I have the book in hand,

it holds such power

a power that I can’t comprehend.

The letters are pretty,

they look like drawings,

letters that I can’t make out.

The woman behind me

is 10 times my size,

yet she is leaning against me

our backs pressed to each other,

mine is hunched over from all the weight.

I keep silent.

Mom is far,

I can hardly recognize her

women look the same

a white futta

covering their heads, mouths, and ears

and a long sleeve black dress.

They look like ninjas.

They were moving

to the sound of books

being read by men

from behind a curtain.

The woman behind me

decides to lean on me even more

I lose track of the book

mom sees the confusion;

I give her the book,

she flips through the pages

she flips so much

I didn’t realize I was so behind,

they are fast readers.

I see the futta outline,

my hands are blurry behind it

I can see the outline

of my long sleeved

black dress

that belongs here.

In the Khelwe

Miral Fakher Eldeen is a Druze Arab Israeli poet.
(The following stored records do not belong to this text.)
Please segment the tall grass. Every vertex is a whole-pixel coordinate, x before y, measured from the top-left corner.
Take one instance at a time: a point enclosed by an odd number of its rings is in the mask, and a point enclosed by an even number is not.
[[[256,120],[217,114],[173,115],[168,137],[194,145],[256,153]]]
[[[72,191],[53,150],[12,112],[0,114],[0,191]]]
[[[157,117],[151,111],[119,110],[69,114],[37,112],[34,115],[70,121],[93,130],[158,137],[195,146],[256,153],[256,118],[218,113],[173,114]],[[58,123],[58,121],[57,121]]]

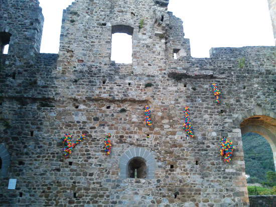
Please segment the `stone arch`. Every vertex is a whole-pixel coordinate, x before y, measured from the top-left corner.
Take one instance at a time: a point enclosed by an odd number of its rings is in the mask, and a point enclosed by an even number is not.
[[[133,158],[141,158],[147,165],[146,179],[154,179],[156,162],[152,153],[143,148],[133,148],[124,152],[120,159],[120,178],[128,177],[128,167],[129,162]]]
[[[269,109],[256,108],[241,113],[233,123],[240,128],[242,134],[256,133],[270,145],[276,169],[276,113]]]
[[[0,157],[2,162],[0,176],[7,177],[8,176],[8,170],[11,164],[11,156],[3,144],[0,144]]]

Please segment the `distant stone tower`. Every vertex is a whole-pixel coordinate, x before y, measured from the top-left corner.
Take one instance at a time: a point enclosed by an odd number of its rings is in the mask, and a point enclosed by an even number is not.
[[[29,59],[39,53],[44,18],[38,0],[1,0],[0,50]],[[15,13],[16,13],[15,14]]]
[[[194,58],[167,0],[76,0],[59,54],[40,54],[38,1],[0,1],[1,50],[11,46],[0,54],[1,206],[248,206],[242,134],[263,135],[276,160],[276,47]],[[116,33],[132,36],[131,64],[111,60]],[[67,159],[69,133],[87,138]],[[235,146],[227,163],[223,137]]]

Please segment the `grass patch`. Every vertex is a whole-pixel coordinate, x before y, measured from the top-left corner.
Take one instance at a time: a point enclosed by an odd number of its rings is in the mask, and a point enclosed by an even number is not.
[[[247,186],[249,195],[276,195],[276,186],[272,189],[265,188],[256,186]]]

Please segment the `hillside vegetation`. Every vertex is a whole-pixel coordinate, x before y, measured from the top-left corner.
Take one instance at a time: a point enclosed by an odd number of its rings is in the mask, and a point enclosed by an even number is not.
[[[242,136],[245,173],[249,175],[248,183],[261,183],[266,180],[266,172],[275,172],[273,153],[266,140],[255,133]]]

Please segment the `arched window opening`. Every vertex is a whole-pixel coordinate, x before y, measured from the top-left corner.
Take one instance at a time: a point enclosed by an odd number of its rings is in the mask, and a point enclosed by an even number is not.
[[[146,178],[147,177],[147,164],[142,157],[132,158],[128,163],[128,177],[132,178]]]
[[[130,64],[132,60],[133,29],[125,25],[112,27],[111,60],[116,63]]]
[[[269,143],[256,133],[249,132],[242,135],[242,144],[247,183],[266,181],[266,173],[275,172]]]
[[[10,41],[12,34],[6,32],[0,32],[0,52],[7,54],[9,51]]]

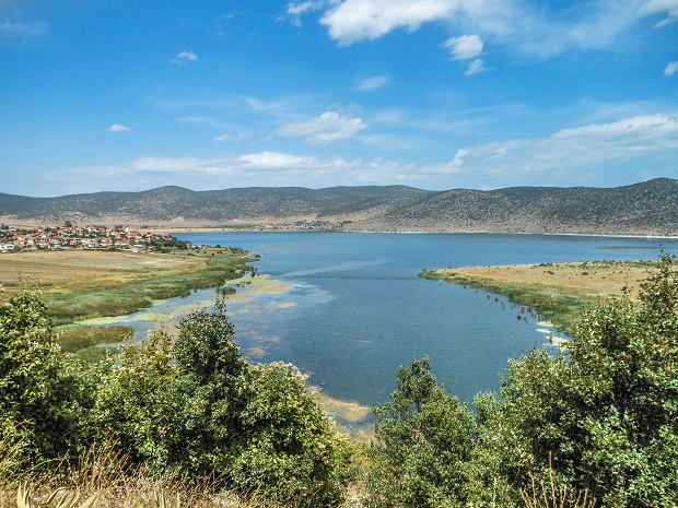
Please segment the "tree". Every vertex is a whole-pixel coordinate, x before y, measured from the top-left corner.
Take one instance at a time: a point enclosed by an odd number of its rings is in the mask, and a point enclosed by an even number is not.
[[[0,438],[27,441],[34,463],[77,441],[78,379],[70,367],[38,293],[24,287],[0,304]]]
[[[505,499],[553,472],[601,506],[678,501],[678,274],[663,256],[628,295],[582,317],[566,352],[508,366],[479,407],[478,482]]]
[[[428,357],[400,367],[391,402],[374,413],[367,506],[464,506],[474,418],[437,385]]]
[[[300,507],[343,500],[350,447],[296,367],[248,365],[221,299],[177,328],[174,346],[156,330],[102,376],[92,435],[153,473],[213,475]]]

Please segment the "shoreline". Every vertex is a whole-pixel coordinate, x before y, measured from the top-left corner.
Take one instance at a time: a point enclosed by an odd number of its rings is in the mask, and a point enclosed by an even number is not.
[[[182,234],[211,234],[211,233],[331,233],[331,234],[362,234],[362,235],[521,235],[521,236],[572,236],[572,237],[591,237],[591,238],[633,238],[633,239],[666,239],[676,240],[678,235],[632,235],[632,234],[612,234],[612,233],[548,233],[548,232],[494,232],[494,231],[475,231],[475,232],[444,232],[444,231],[325,231],[325,229],[230,229],[223,227],[166,227],[148,229],[151,233],[167,233],[171,235]]]

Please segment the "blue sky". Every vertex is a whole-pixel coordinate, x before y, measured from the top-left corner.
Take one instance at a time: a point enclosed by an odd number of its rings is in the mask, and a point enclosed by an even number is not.
[[[678,178],[678,0],[0,0],[0,192]]]

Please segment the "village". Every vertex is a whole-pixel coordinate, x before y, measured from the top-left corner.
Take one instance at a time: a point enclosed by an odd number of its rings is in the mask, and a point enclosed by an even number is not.
[[[190,241],[172,235],[143,233],[125,226],[34,226],[12,227],[0,224],[0,252],[31,250],[104,249],[131,252],[165,252],[196,248]]]

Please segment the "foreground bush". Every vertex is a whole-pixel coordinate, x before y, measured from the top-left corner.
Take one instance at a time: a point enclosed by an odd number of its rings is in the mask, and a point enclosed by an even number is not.
[[[61,474],[110,442],[144,474],[213,477],[299,507],[343,500],[348,441],[294,366],[244,361],[223,302],[182,320],[174,346],[156,330],[90,370],[59,350],[38,295],[25,291],[0,312],[5,471]]]

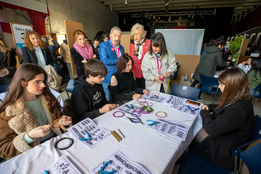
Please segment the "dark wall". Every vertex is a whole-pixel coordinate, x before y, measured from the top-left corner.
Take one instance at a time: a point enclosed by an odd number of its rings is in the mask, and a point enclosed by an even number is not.
[[[261,5],[259,5],[239,22],[231,25],[229,36],[234,36],[240,33],[261,26]]]
[[[194,16],[195,26],[189,27],[189,29],[205,29],[203,41],[207,43],[212,39],[216,39],[223,35],[226,38],[228,35],[229,29],[232,19],[234,8],[221,8],[217,9],[216,15],[206,15],[204,18],[199,15]],[[214,9],[201,9],[200,10],[214,10]],[[146,12],[143,12],[146,13]],[[138,12],[132,13],[138,13]],[[146,38],[149,38],[149,35],[150,31],[150,27],[147,27],[147,22],[150,20],[145,17],[130,17],[130,13],[120,13],[119,15],[120,28],[123,31],[130,31],[132,27],[136,23],[139,22],[145,26],[147,31]],[[126,23],[124,23],[124,18]]]

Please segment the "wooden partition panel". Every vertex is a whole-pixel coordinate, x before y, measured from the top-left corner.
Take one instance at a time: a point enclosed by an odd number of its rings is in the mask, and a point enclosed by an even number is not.
[[[199,63],[200,56],[175,55],[175,58],[177,62],[179,63],[179,65],[181,65],[179,70],[179,78],[180,79],[181,76],[187,74],[189,80],[191,74],[194,73]]]
[[[83,31],[82,24],[73,21],[70,21],[65,20],[64,20],[64,26],[65,27],[65,31],[66,32],[66,35],[68,43],[68,49],[69,50],[69,53],[70,54],[70,58],[71,62],[71,66],[73,71],[73,76],[76,74],[77,70],[76,67],[73,63],[73,58],[71,55],[70,49],[73,46],[73,44],[74,41],[73,40],[73,32],[75,30],[80,30]]]
[[[130,35],[122,34],[121,37],[121,45],[124,48],[124,54],[130,55]]]

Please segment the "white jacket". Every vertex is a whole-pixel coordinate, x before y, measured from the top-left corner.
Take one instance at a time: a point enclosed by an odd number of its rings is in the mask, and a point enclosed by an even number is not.
[[[238,65],[238,67],[239,68],[244,71],[248,72],[251,69],[251,65],[248,66],[247,64],[243,65],[242,63],[240,63]]]
[[[159,67],[160,67],[161,62],[162,64],[162,68],[159,71],[159,74],[163,75],[166,71],[169,73],[171,75],[176,72],[177,69],[176,60],[172,51],[168,47],[167,47],[167,51],[168,54],[162,56],[161,61],[158,62]],[[149,52],[145,54],[141,63],[141,69],[143,76],[145,79],[146,89],[149,91],[154,91],[159,92],[162,83],[154,81],[154,78],[156,76],[158,75],[159,72],[157,59],[154,55],[150,54]],[[170,77],[169,78],[170,78]],[[163,81],[167,83],[167,78],[165,78],[164,80],[165,80]],[[171,82],[171,81],[170,80],[169,81]],[[165,92],[168,94],[167,83],[164,83],[163,84]],[[170,87],[169,87],[170,89]]]
[[[43,68],[48,75],[47,84],[49,87],[58,92],[62,77],[56,73],[54,68],[51,65],[46,65]]]

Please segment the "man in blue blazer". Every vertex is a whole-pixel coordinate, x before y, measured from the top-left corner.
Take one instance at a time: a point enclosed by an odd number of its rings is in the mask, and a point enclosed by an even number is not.
[[[111,75],[116,71],[116,62],[119,58],[124,54],[124,49],[119,43],[121,35],[121,29],[114,27],[111,30],[110,39],[100,44],[99,52],[100,61],[108,70],[108,74],[102,83],[108,101],[110,97],[108,86],[110,84]]]

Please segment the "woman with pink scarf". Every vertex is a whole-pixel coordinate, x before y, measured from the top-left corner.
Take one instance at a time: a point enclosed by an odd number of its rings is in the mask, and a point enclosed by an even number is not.
[[[76,30],[73,33],[74,43],[70,51],[73,63],[77,69],[77,76],[81,77],[85,74],[84,65],[89,59],[96,57],[93,55],[92,46],[86,42],[85,33],[81,30]]]

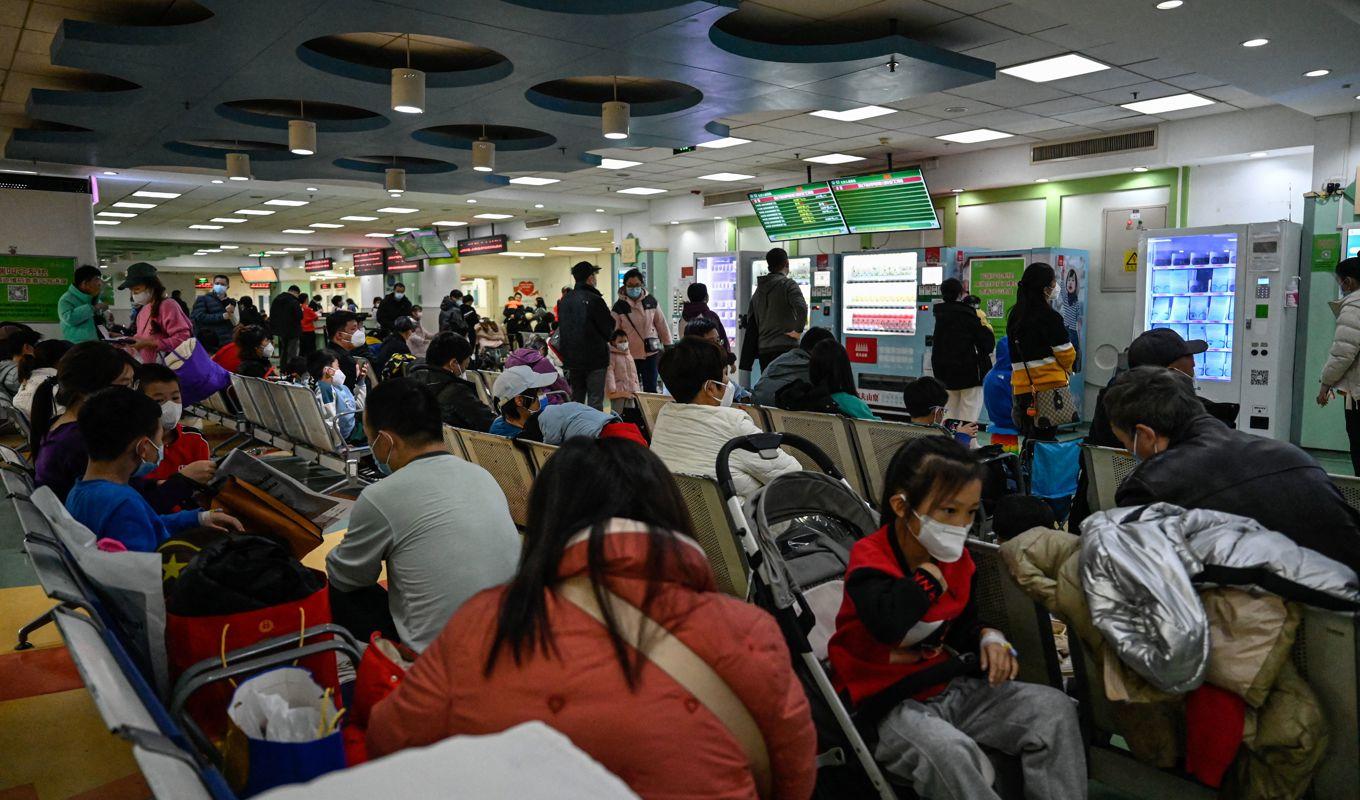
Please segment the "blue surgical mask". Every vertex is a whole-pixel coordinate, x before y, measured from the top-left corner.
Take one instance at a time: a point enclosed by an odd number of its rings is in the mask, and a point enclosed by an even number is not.
[[[147,439],[147,441],[151,441],[151,439]],[[141,464],[139,464],[137,469],[132,473],[133,478],[146,478],[147,475],[151,475],[152,472],[155,472],[156,467],[160,465],[160,461],[166,457],[166,449],[165,449],[165,445],[156,445],[155,448],[156,448],[156,460],[155,461],[147,461],[146,459],[143,459]]]

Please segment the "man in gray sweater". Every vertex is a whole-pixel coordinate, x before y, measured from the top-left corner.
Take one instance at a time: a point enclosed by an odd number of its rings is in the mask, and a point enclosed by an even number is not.
[[[759,356],[760,369],[770,369],[774,359],[798,347],[802,329],[808,325],[808,301],[802,297],[798,282],[789,278],[789,253],[774,248],[766,253],[770,273],[756,280],[756,291],[751,295],[747,310],[745,331],[741,344],[741,369],[749,370],[753,356]],[[752,333],[758,340],[752,350]]]
[[[326,554],[332,610],[363,641],[389,627],[378,620],[390,611],[397,637],[420,652],[468,597],[514,576],[520,533],[491,473],[445,449],[428,388],[411,378],[378,384],[363,429],[386,478],[359,494],[344,540]]]

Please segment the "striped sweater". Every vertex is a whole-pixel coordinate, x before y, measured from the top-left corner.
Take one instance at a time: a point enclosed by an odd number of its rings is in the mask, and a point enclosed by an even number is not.
[[[1038,320],[1030,320],[1008,333],[1010,388],[1016,395],[1032,395],[1068,385],[1077,351],[1068,339],[1068,329],[1058,312],[1044,309]]]

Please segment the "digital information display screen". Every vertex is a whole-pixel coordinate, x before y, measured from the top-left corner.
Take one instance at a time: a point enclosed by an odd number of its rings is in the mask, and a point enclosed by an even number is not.
[[[831,192],[853,234],[940,227],[918,169],[836,178]]]
[[[826,182],[752,192],[748,197],[770,241],[850,233]]]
She’s completing her MA in creative writing at Bar Ilan University where her thesis discusses her identity as a Druze in Israel. She holds her BA in English literature and mathematics from the University of Haifa.

I sing to him

in English

I sing to him

Trazan’s song

I sing to him

“Just take my hand, hold it tight”

I cannot sing to him

“I’ll slaughter the pigeon”

I cannot sing to him

my childhood songs

I cannot sing to him

in Arabic.


Sohel Abu Hamood died on the 10th of March 1994 at the age of 56. He was a father, a

husband and a friend in Wadi el Fash neighborhood in Daliyat el Carmel. 10 days later a new

baby was born across the street to the Maklada family, they named him Loay. 8 years later, a

rumor was spreading: Loay Maklada is the reincarnated soul of Sohel Abu Hamood. He talks

about his past family, his children as if he’s still alive. Abu Hamood family did not believe at

first, he was born 10 days after their father’s death – it is not possible. Yet Loay was able to

open their door, remembering where the key was – on the door frame, he remembered that he

had to push the handle down and push the door open in order to open it, he remembered what

their father used to call them and that the neighbors throw garbage on their property. He

remembered every detail. He used to take a tour everyday after school on his bike around his

past property. His past wife’s name is Monira, her maiden name is Fakher Eldeen. His now

wife is called Miral, her maiden name is Fakher Eldeen, and she is his neighbor in both lives.


Author's Note:

Druze is a small, Arabic-speaking community in Israel and in the Middle East. They believe in one God, in their prophet Shuaib and in reincarnation. They pray in the Khelwe, which is a big room that separates men and women by a curtain. Moreover, Druze men serve in the Israeli army.